Kullanmıyorlar pek. Mesela Karadeniz seferleri olması gerekirdi. Deniz yoluyla yolcu taşınmıyor Türkiye’de. Otomobiller, kamyonlar, otobüsler... Bizim millet otobüsü tercih ediyor. Limanların, rıhtımların iyi olması lazım, insanları çekmesi lazım. Deniz izciliği yok Türkiye’de. Başlangıçta oradan heves edilir, oradan denizci yetişir. Milli Eğitim’de denizcilik kulüpleri olması lazım, halka deniz sevgisinin aşılanması gerekir. Sahillerde denizi seven, denizle uğraşan insanlar var, Karadeniz’de filan. İstenirse o insanlardan bayağı bir kadro oluşturulabilir.

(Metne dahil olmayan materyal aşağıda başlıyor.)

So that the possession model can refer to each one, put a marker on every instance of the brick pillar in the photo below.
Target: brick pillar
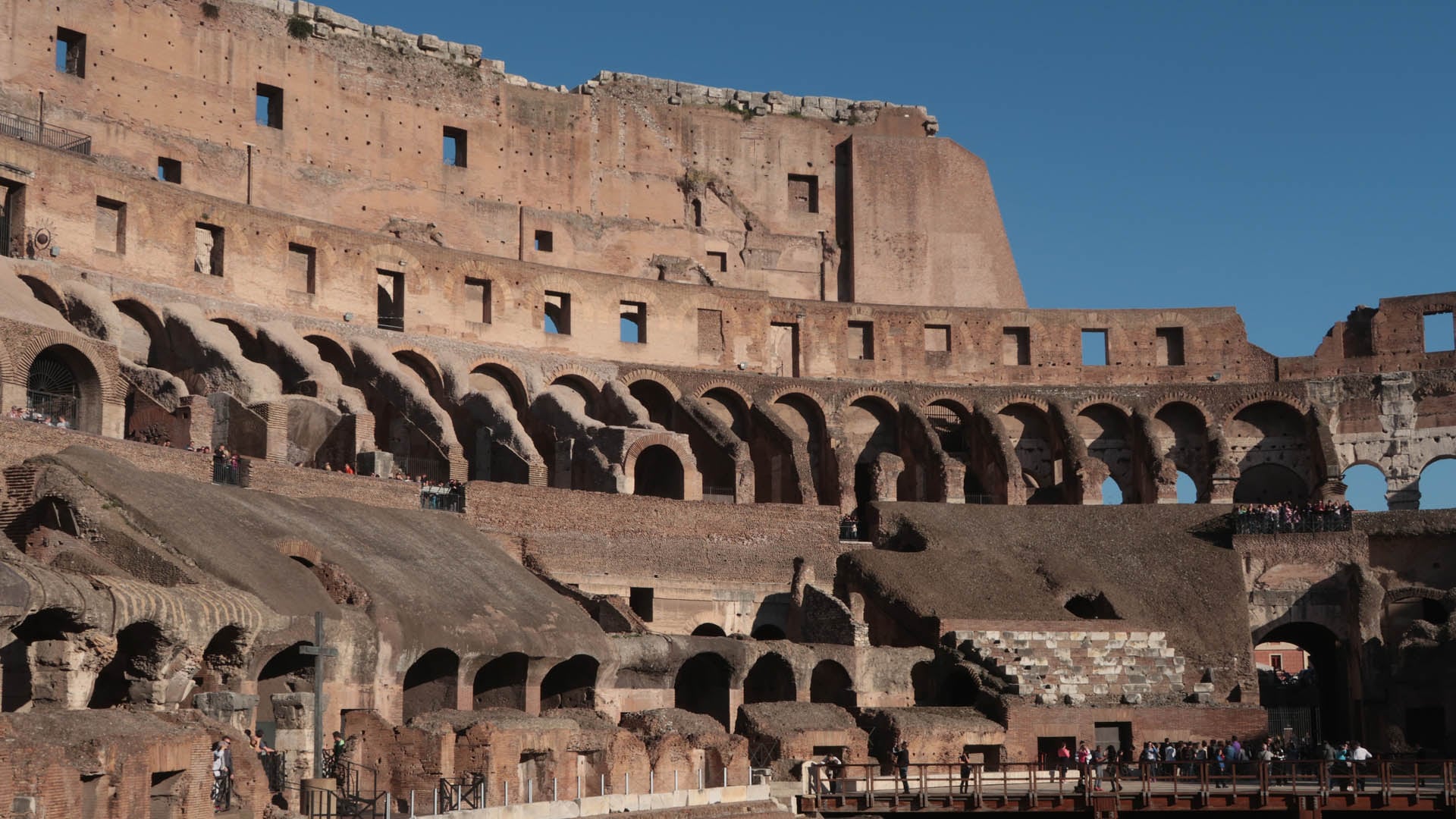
(275, 414)
(200, 420)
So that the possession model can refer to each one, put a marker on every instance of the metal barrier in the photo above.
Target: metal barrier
(31, 130)
(1019, 786)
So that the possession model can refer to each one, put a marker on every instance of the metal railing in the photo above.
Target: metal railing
(856, 787)
(31, 130)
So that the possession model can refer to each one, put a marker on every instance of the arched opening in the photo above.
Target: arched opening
(802, 416)
(224, 661)
(63, 387)
(501, 682)
(1037, 450)
(769, 632)
(1438, 484)
(832, 684)
(1187, 488)
(1270, 483)
(18, 687)
(1315, 701)
(1111, 493)
(1109, 436)
(290, 670)
(1091, 607)
(658, 474)
(142, 653)
(430, 682)
(702, 687)
(770, 679)
(1365, 487)
(571, 684)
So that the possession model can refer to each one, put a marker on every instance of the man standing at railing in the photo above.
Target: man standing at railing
(903, 763)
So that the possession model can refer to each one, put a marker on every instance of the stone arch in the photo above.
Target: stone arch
(64, 379)
(832, 684)
(431, 682)
(770, 679)
(1038, 447)
(571, 684)
(501, 682)
(702, 687)
(1107, 428)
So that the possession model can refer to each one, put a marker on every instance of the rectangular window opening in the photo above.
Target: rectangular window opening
(634, 322)
(641, 601)
(478, 299)
(937, 338)
(111, 224)
(1017, 346)
(1440, 333)
(302, 268)
(391, 299)
(1094, 347)
(207, 256)
(802, 193)
(71, 53)
(1169, 347)
(270, 107)
(453, 148)
(861, 341)
(558, 314)
(169, 169)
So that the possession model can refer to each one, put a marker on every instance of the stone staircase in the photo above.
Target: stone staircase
(1074, 667)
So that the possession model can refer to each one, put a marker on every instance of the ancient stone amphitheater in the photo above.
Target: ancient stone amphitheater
(762, 450)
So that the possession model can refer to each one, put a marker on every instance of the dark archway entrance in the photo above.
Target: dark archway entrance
(702, 687)
(770, 679)
(571, 684)
(1316, 700)
(430, 684)
(830, 684)
(501, 682)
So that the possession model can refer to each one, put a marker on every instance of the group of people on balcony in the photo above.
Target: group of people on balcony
(1277, 518)
(38, 417)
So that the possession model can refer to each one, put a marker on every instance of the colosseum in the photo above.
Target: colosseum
(695, 458)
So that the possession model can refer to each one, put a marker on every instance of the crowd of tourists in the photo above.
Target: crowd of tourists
(36, 417)
(1279, 518)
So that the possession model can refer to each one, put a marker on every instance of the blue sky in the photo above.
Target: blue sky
(1291, 159)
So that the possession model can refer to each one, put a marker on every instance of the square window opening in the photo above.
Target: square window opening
(1017, 346)
(389, 293)
(634, 322)
(71, 53)
(802, 193)
(478, 299)
(207, 257)
(1094, 347)
(303, 268)
(111, 224)
(169, 169)
(641, 602)
(1439, 331)
(937, 338)
(1169, 347)
(268, 110)
(861, 343)
(453, 148)
(557, 319)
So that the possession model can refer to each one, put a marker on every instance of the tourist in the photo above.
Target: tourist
(903, 764)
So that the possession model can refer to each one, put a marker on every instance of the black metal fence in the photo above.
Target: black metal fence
(30, 130)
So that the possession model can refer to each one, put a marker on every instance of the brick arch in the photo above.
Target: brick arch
(629, 378)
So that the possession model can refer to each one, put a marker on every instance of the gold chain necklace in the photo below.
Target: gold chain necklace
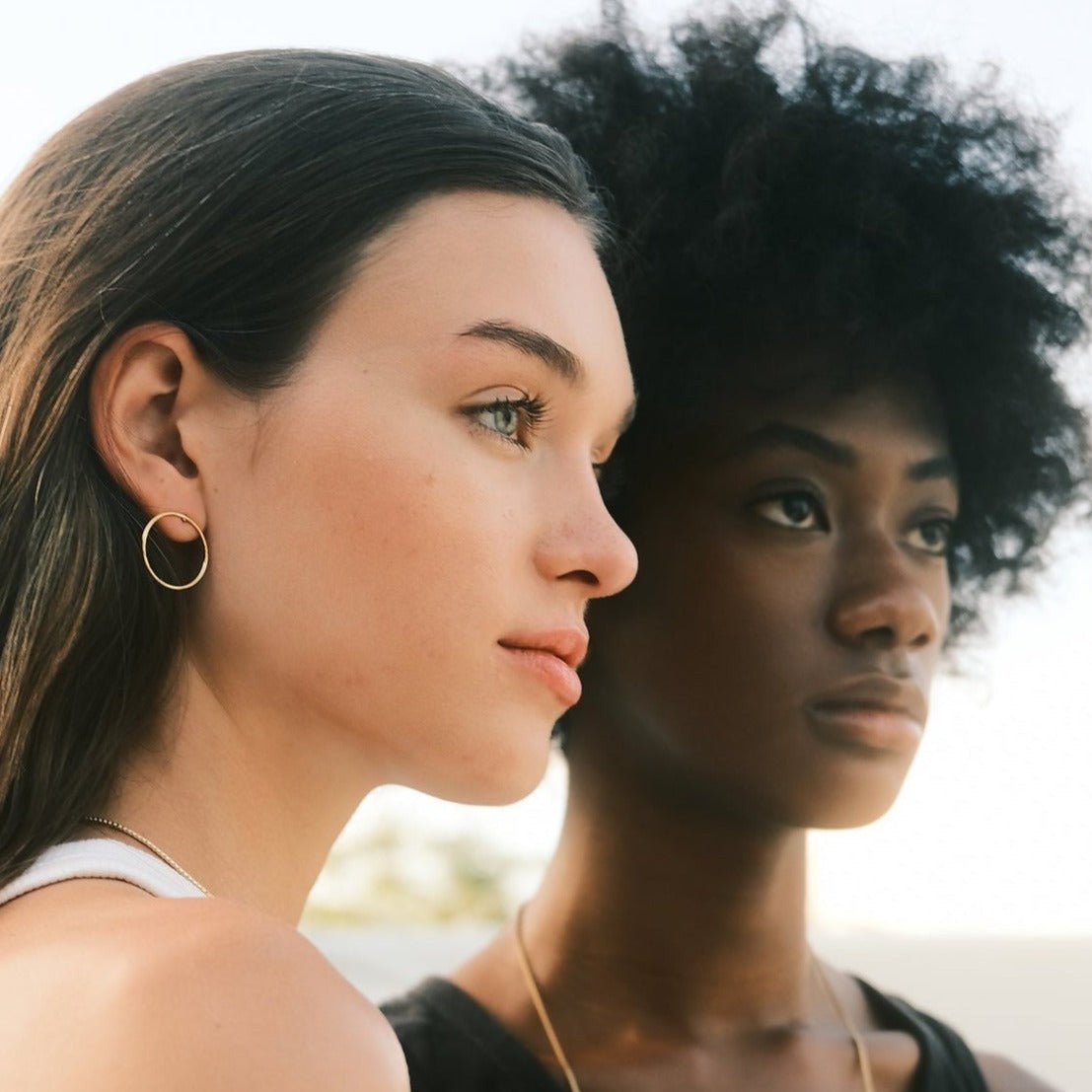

-Sizce Türkiye nasıl denizcileşir?

Ekonomi bakımından... Bir kere planlı bir ekonomi olursa, denizin fonksiyonu nedir belirli olur, ona göre bir denizcilik politikası yapılabilir. Gemi inşanın, arkeolojinin hepsinin birden düşünülmesi gerekir. Planın olması gerekir. Bir kere devletçilik olmadığı için her şey özele bırakıldı. Devletin kendisinin yapması gerekirken, olmadı. Bazı aileler var, onların parasıyla ticaret yapılıyor. Taşımanın denize mümkün olduğu kadar aktarılması gerekir, en ucuz taşıma o. Köprüler yapılacak diye yollar yapılıyor, liman yapılmıyor. İstanbul’un hâlâ büyük, canlı bir gemisi yok. Karadaki müze gemileri sevmiyorum, yüzen gemiler, müze gemiler olması lazım. Nusret gemisini şimdi öyle yaptılar. Kamplar kurulabilir, tatillerde, deniz kıyısında. Gençler kıyıları tanımalı. Haliç ve çevresi bir deniz parkı haline getirilmeli, Kasımpaşa; orası denizcilere ait bir alan. Deniz cahiliyiz ama bu yenilmeyecek bir şey değil, hâlâ mümkündür. Denizcilik öyle oyuncak değildir, denizcinin yetişmesi zaman alır. Eğitim, birikim, tecrübe. Medeniyetin en önemli başlangıç noktasıdır denizcilik. Böyle bir coğrafyada denizci olmadan yaşanmaz. Denizi sevmek lazım, kullanmak lazım. Türkiye bunu yapmıyor ama.